Researchers in a Cornell University study recently published in the journal Nature Communications have found that our brains may be wired to look for opportunities to earn money, as opposed to saving it. As reported in the Wall Street Journal, this tendency may lead people to miss chances to avoid losing money, even if those chances appear right in front of them.

In the first part of the study, participants were asked to identify colors that were flashed on a computer screen. One “earning” color meant they would gain 30 cents, a neutral color represented no monetary effect, and a “saving” color meant they would avoid losing 30 cents.

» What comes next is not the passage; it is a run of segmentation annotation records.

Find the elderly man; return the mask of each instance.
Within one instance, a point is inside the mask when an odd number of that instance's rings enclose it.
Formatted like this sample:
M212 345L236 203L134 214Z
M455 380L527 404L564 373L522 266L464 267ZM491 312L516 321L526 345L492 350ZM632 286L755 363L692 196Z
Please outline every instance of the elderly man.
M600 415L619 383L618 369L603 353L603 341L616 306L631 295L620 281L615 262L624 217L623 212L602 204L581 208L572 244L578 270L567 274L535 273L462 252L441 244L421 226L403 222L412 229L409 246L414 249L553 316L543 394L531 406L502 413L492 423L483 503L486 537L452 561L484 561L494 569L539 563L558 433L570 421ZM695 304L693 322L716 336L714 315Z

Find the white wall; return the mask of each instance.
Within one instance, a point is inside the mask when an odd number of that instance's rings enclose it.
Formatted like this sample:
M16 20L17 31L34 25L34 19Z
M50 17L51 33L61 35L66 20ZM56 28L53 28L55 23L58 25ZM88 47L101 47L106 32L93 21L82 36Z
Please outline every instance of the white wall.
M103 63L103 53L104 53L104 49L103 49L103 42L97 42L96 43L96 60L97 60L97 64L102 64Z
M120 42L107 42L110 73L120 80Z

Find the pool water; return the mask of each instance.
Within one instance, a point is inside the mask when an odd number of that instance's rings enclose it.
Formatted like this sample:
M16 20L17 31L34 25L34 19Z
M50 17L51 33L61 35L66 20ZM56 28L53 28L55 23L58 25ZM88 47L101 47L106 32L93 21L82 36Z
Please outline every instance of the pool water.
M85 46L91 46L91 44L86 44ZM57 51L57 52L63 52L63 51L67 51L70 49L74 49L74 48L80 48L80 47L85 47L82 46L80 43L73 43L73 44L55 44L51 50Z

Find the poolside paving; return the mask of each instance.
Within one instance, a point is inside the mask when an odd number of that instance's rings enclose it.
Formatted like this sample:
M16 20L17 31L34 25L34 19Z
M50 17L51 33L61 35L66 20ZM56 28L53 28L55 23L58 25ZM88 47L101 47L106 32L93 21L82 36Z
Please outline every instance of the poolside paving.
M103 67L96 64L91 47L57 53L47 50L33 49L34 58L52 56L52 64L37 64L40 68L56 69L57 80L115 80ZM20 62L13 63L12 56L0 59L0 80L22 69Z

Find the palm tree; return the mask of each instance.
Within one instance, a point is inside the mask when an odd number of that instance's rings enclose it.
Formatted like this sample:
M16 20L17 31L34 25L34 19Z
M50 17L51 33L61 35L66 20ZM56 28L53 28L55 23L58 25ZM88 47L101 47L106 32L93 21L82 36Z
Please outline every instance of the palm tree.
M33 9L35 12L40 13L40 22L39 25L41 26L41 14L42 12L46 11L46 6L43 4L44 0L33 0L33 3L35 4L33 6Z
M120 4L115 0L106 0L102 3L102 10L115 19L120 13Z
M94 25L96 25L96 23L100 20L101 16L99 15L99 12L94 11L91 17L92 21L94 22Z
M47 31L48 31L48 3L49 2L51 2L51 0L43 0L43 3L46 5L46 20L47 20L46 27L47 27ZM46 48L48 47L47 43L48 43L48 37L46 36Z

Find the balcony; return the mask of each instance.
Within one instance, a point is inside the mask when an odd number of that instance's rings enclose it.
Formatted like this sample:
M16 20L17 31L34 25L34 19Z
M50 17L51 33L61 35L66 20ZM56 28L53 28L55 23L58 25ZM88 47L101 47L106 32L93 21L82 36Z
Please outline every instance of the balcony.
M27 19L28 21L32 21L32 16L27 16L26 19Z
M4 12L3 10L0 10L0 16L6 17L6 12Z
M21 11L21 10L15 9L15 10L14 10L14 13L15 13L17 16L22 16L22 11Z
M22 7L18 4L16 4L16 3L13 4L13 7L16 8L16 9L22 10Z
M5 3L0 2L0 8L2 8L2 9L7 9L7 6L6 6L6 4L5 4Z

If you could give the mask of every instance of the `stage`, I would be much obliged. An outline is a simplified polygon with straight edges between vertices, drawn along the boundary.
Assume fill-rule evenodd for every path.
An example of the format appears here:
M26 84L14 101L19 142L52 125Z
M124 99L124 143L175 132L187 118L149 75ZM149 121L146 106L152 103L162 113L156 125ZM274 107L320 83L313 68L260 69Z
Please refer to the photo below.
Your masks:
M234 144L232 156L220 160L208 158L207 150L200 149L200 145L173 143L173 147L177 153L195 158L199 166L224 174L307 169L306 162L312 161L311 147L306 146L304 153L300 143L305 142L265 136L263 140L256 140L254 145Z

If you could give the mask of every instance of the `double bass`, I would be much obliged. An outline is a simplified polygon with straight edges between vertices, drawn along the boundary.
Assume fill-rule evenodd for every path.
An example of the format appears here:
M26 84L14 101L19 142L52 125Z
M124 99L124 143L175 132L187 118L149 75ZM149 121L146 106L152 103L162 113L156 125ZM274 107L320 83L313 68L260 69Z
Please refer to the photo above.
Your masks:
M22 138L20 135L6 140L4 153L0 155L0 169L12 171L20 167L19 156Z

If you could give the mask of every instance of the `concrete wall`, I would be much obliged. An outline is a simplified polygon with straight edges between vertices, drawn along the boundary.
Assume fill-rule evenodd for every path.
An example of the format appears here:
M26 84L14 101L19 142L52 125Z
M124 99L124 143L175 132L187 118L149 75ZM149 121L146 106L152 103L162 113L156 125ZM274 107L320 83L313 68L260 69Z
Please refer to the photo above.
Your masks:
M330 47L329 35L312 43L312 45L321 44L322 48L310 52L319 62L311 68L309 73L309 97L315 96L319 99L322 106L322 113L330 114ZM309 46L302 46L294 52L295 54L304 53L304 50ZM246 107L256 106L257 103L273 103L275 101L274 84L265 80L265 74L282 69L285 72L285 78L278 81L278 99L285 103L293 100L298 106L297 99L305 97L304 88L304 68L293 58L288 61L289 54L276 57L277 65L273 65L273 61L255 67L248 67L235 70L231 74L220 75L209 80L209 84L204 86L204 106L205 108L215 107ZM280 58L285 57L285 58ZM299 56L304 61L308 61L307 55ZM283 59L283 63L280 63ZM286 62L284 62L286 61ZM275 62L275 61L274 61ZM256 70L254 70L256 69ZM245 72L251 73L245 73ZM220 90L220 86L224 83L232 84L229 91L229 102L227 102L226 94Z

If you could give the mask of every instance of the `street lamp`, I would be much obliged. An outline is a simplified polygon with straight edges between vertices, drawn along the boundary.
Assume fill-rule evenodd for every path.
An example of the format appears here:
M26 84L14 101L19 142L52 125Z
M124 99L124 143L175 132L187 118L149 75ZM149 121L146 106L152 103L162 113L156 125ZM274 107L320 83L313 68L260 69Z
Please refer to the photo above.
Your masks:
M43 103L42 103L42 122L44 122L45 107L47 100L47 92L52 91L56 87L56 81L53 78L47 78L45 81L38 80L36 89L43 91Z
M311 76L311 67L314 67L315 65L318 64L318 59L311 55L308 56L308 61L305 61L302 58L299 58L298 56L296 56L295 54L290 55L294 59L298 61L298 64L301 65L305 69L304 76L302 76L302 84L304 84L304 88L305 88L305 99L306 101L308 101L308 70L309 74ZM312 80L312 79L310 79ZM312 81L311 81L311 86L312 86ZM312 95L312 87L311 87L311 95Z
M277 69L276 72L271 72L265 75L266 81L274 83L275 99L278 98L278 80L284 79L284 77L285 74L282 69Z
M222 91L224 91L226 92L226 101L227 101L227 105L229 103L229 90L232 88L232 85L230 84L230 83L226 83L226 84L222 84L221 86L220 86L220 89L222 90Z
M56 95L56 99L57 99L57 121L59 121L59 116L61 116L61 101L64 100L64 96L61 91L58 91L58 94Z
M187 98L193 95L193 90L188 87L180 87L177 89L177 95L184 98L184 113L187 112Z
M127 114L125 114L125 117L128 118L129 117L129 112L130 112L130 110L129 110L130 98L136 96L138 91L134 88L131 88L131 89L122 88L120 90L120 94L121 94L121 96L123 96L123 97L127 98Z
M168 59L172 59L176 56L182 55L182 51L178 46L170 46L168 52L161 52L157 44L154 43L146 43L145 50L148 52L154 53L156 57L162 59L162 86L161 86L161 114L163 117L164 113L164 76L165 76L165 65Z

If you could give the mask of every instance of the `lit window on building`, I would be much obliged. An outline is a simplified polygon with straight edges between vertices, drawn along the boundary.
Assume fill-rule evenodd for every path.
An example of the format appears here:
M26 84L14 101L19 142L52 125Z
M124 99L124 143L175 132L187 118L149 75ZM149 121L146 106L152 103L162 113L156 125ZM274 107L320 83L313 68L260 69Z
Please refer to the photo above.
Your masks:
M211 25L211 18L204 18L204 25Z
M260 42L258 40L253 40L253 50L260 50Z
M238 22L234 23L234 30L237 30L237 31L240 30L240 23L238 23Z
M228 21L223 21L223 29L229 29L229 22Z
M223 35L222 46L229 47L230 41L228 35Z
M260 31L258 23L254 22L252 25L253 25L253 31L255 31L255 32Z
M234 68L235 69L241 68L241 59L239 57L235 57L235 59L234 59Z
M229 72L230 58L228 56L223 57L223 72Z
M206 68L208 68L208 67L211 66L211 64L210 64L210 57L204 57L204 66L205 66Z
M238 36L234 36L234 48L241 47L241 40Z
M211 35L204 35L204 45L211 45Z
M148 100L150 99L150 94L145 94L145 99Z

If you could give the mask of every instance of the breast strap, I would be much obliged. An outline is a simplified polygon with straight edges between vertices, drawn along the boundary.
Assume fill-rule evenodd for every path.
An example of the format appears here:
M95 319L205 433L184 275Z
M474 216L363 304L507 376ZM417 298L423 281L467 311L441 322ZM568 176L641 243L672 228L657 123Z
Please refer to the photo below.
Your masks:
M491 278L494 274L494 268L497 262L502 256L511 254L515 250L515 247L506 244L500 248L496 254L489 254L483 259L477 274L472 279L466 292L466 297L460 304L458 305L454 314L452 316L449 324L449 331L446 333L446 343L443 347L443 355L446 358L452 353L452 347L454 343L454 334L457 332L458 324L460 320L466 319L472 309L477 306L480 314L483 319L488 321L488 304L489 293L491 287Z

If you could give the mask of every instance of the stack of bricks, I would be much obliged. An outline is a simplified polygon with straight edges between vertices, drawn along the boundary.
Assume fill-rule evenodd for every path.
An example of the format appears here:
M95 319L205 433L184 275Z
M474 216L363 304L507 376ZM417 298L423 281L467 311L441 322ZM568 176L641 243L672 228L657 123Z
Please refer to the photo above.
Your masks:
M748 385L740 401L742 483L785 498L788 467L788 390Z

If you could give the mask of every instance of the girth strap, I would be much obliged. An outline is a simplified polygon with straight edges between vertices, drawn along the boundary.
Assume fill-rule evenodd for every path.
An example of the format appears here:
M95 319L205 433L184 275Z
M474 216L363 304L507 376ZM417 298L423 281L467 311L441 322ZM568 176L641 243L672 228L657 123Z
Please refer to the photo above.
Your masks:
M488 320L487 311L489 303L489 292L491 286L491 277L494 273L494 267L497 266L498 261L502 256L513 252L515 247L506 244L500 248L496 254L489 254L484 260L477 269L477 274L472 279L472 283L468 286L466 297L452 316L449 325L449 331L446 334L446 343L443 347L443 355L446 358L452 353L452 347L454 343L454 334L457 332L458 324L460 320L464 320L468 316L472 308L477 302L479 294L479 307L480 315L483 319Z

Among all the participants, 87.5% were able to identify the “earning” color more quickly and accurately than the “saving” color. Even when “saving” was reframed as earnings that would come slightly later, subjects were still better at recognizing immediate “earning” opportunities.

The second part of the study involved participants identifying which color appeared first in a sequence. Three out of four incorrectly said the “earning” colour appeared first when in reality, the “saving” colour did.

“It’s such a powerful bias that it literally distorts the lens with which you see things,” said Adam Anderson, an associate professor and co-director of Cornell’s Affect and Cognition Lab, who’s a co-author of the study. “It’s not like people don’t care about savings. We’re kind of blind when those opportunities are presented.”

Anderson assumes that the bias, whose effect appears strong enough to interfere even with the well-documented tendency toward loss aversion, is more likely learned than innate. “There are likely large cultural differences that prioritize saving more, lessening the bias, and thus making people more attuned to saving opportunities,” he told the Journal.

That implies it’s possible for people to become better savers. As Anderson explained, working every day in a job or business lets people exercise their earning habits; saving, on the other hand, isn’t practiced nearly as much. Consistently putting money in a savings account, even just a dollar a day, may help people become more aware of opportunities to not lose money.

“The big picture is that we prioritize money over everything, and we greatly prioritize earning over saving, in terms of our recognition of those concepts,” said Skidmore College psychology professor Flip Phillips. “Understanding this might help us prime people to think about savings differently.”